Maharana of Mewar from 1778–1818 and first Maharana of Udaipur from 1818-1828

Maharana Bhim Singh (10 March 1768 – 30 March 1828) was the 26th Sisodia Rajput ruler of the Kingdom of Mewar who became the first Maharana of Udaipur State. (Note: Also called the Princely state of Udaipur) He was the second son of Maharana Ari Singh II and younger brother of his predecessor Maharana Hamir Singh II.

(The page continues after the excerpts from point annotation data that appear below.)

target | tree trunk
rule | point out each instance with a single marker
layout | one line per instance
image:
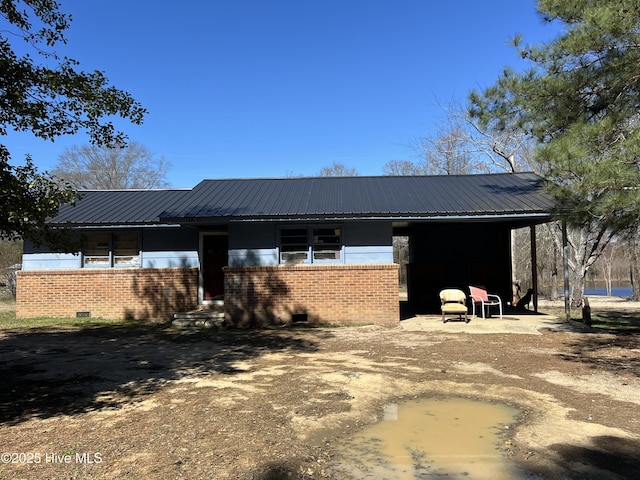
(634, 267)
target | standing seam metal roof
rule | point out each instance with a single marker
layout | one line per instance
(492, 195)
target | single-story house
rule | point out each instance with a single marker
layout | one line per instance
(281, 250)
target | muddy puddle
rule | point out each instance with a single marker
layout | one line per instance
(431, 438)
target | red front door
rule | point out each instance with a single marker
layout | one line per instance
(215, 258)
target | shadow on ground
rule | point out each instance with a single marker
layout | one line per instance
(48, 372)
(608, 457)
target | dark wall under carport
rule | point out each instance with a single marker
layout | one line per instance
(447, 255)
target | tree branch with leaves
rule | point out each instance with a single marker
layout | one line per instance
(49, 99)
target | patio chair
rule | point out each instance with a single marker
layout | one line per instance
(453, 301)
(485, 300)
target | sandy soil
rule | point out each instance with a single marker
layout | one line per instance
(157, 402)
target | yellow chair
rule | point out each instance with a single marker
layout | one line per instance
(453, 301)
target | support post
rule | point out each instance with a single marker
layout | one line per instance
(534, 267)
(565, 260)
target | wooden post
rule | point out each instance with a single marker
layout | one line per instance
(534, 267)
(565, 259)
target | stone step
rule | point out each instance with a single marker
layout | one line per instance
(208, 316)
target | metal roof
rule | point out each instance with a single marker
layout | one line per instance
(115, 207)
(406, 197)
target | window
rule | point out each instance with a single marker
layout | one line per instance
(326, 244)
(310, 244)
(110, 249)
(294, 245)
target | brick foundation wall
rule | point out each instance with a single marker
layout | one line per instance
(331, 294)
(134, 293)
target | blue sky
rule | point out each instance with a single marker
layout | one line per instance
(269, 88)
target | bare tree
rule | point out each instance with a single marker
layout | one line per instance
(402, 168)
(338, 170)
(100, 168)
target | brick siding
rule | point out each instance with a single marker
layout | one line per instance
(134, 293)
(331, 294)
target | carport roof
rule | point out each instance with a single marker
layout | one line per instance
(489, 196)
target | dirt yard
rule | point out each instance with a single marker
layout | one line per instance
(156, 402)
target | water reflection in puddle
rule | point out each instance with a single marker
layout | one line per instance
(431, 438)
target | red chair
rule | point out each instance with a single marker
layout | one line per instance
(485, 300)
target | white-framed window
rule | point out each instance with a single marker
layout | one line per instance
(110, 249)
(310, 244)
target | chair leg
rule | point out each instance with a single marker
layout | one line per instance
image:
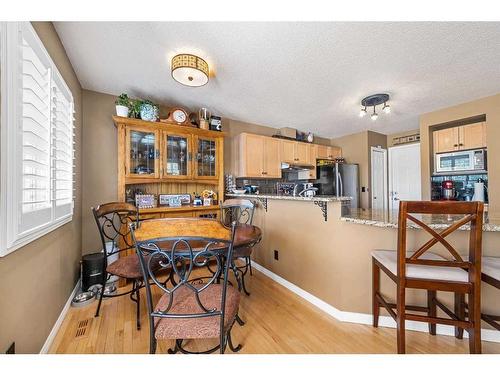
(375, 291)
(105, 277)
(431, 305)
(475, 319)
(460, 313)
(250, 266)
(138, 302)
(400, 318)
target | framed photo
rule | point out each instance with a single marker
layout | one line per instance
(145, 201)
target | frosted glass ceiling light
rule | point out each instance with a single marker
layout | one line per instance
(190, 70)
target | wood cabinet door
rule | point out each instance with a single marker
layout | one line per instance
(336, 152)
(176, 151)
(142, 152)
(301, 153)
(272, 160)
(288, 151)
(207, 156)
(446, 140)
(472, 136)
(324, 152)
(312, 155)
(252, 153)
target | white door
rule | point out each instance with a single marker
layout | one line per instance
(379, 178)
(404, 174)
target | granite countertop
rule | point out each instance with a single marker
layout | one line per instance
(322, 198)
(389, 219)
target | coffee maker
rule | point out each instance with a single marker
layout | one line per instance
(448, 192)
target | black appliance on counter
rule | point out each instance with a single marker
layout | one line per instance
(462, 184)
(338, 179)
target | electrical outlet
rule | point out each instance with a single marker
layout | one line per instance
(12, 349)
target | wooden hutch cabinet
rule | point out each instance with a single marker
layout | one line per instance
(163, 158)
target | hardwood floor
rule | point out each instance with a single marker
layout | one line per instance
(277, 321)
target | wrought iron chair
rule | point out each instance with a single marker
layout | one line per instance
(240, 211)
(425, 270)
(188, 310)
(113, 221)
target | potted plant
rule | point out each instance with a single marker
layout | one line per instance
(149, 111)
(135, 108)
(122, 105)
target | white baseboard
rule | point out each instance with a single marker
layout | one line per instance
(361, 318)
(60, 319)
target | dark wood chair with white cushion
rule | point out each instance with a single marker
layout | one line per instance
(189, 309)
(421, 269)
(240, 211)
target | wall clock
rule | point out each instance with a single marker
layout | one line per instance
(178, 116)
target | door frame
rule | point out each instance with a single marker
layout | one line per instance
(385, 192)
(390, 169)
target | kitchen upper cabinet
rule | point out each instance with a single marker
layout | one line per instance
(177, 154)
(272, 159)
(142, 152)
(472, 136)
(464, 137)
(258, 156)
(294, 152)
(329, 152)
(207, 157)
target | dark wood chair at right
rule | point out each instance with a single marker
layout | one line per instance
(240, 211)
(429, 271)
(491, 275)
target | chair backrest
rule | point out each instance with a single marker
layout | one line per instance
(182, 246)
(463, 213)
(113, 222)
(237, 210)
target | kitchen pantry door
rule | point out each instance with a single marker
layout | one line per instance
(404, 174)
(379, 178)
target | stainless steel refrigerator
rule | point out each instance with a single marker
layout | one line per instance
(339, 179)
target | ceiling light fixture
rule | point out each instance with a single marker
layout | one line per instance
(190, 70)
(373, 101)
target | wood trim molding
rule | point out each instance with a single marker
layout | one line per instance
(362, 318)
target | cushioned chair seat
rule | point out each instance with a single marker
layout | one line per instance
(185, 303)
(242, 252)
(128, 267)
(491, 267)
(388, 258)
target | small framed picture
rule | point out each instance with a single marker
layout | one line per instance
(145, 200)
(174, 201)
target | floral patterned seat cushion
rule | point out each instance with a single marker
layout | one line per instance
(129, 267)
(185, 303)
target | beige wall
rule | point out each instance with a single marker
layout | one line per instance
(490, 107)
(36, 280)
(356, 148)
(99, 169)
(332, 259)
(390, 137)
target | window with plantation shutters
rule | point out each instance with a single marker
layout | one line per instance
(36, 190)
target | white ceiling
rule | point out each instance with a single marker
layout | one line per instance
(310, 76)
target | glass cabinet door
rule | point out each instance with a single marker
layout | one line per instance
(206, 157)
(177, 156)
(142, 153)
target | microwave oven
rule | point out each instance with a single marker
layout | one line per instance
(469, 161)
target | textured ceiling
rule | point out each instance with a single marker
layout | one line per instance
(310, 76)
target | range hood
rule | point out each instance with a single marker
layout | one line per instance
(296, 167)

At ten years of age Maharana Bhim Singh succeeded his brother Maharana Hamir Singh II who had untimely died at the age of 16 from a wound when a rifle burst in his hand. Maharana Hamir Singh II had ruled an unstable state with an empty treasury under a regency by Maharaj Bagh Singh and Arjun Singh his grand-uncles and widowed mother Jhaliji Sardar Kanwarji.Maharana Bhim Singh inherited this unstable state after its unpaid Maratha soldiers had looted Mewar's former capital Chittor. The soldiers' depredations continued and more territory was lost during Bhim Singh's rule. Another significant event in his reign was his daughter Krishna Kumari had died by drinking poison at the age of 16 to save his dynasty and prevent a massive civil war among the rajput houses of Rajputana in 1810.

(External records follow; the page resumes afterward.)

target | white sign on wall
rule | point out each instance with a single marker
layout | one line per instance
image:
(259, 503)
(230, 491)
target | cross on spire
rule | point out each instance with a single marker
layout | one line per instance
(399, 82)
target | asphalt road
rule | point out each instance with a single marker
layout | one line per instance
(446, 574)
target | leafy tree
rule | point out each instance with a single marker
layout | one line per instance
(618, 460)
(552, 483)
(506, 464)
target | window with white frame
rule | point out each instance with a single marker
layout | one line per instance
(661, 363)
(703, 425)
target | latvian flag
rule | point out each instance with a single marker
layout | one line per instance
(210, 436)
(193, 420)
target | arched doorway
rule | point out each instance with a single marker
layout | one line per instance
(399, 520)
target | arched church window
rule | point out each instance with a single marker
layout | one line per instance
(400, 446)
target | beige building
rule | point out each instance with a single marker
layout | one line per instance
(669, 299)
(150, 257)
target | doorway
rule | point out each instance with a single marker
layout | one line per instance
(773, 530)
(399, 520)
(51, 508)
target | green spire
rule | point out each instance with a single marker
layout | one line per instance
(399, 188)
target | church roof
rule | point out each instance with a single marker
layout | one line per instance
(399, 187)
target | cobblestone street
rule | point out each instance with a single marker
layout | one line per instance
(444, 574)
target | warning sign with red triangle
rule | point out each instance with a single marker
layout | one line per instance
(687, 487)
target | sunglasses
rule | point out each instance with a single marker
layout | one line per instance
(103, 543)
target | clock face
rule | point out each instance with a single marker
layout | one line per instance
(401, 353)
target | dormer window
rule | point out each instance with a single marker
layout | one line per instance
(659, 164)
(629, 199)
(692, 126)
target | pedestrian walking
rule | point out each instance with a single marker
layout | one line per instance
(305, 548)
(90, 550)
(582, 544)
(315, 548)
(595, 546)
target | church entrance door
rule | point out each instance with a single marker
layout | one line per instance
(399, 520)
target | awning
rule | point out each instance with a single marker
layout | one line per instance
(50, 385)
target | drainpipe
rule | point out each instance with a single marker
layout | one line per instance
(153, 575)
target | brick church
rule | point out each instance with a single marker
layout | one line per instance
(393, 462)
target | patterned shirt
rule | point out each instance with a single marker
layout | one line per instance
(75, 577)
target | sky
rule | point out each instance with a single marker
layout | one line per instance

Maharana Bhim Singh was unable to lead his house of Mewar as a political power in Rajputana unlike his illustrious and effectual ancestors. Mewar had once been considered the strongest Rajput house because of its lengthy resistance to the foreign emperors but by 13 January 1818, Maharana Bhim Singh had to sign a treaty with the British East India Company accepting their protection.

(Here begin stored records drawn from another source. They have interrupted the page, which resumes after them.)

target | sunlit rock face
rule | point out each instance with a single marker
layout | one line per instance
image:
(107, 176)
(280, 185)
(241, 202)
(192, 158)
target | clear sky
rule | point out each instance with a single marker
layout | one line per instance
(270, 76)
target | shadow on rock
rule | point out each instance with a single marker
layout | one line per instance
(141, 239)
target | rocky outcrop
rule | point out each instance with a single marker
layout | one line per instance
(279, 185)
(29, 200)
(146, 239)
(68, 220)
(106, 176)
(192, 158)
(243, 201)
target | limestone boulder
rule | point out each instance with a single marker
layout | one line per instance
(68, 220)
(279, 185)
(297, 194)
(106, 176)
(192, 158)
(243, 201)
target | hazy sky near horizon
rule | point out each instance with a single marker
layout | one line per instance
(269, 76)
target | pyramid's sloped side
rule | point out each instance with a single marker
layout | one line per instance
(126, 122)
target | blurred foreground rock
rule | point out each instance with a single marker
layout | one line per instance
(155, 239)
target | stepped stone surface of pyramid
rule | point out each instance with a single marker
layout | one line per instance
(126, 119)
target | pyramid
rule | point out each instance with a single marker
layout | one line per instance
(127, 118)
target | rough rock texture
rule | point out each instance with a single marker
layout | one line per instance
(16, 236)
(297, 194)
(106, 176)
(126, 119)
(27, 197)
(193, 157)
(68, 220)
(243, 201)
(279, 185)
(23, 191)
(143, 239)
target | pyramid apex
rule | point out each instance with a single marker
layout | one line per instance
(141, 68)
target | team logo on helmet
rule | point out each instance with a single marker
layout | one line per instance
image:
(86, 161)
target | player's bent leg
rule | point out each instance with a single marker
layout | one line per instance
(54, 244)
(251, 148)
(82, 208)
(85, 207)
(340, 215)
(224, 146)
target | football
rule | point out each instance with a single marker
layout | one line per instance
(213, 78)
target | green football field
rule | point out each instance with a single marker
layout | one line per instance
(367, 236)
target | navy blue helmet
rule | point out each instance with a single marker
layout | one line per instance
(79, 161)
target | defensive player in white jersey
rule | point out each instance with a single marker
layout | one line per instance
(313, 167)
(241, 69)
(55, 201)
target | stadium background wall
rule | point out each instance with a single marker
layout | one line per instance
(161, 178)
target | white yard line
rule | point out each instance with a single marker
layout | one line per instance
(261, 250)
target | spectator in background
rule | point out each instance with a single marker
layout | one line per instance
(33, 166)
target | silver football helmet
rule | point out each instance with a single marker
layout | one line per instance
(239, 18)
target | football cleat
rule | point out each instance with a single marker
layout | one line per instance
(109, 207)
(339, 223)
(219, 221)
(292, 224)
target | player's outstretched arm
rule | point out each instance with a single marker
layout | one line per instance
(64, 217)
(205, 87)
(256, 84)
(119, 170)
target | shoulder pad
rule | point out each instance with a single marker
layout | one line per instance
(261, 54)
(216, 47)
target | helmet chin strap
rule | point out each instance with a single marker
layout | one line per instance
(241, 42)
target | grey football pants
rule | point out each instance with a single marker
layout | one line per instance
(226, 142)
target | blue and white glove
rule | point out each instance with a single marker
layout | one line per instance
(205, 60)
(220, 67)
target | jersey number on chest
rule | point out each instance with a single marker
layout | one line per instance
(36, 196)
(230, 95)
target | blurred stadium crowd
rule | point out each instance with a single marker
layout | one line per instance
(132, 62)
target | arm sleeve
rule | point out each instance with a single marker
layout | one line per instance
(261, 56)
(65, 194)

On the birth of his heir Yuvraj Amar Singh by his queen Rathorji Gulab Kanwarji, Bhim Singh along with his nobles travelled on foot to visit the Eklingji temple where he had an inscription engraved in the temple promulgating orders to abolish certain taxes from Charanas and Brahmins.

Upon his death in the year 1828, his four queens and four concubines committed sati as the prevalent Rajput tradition dictated.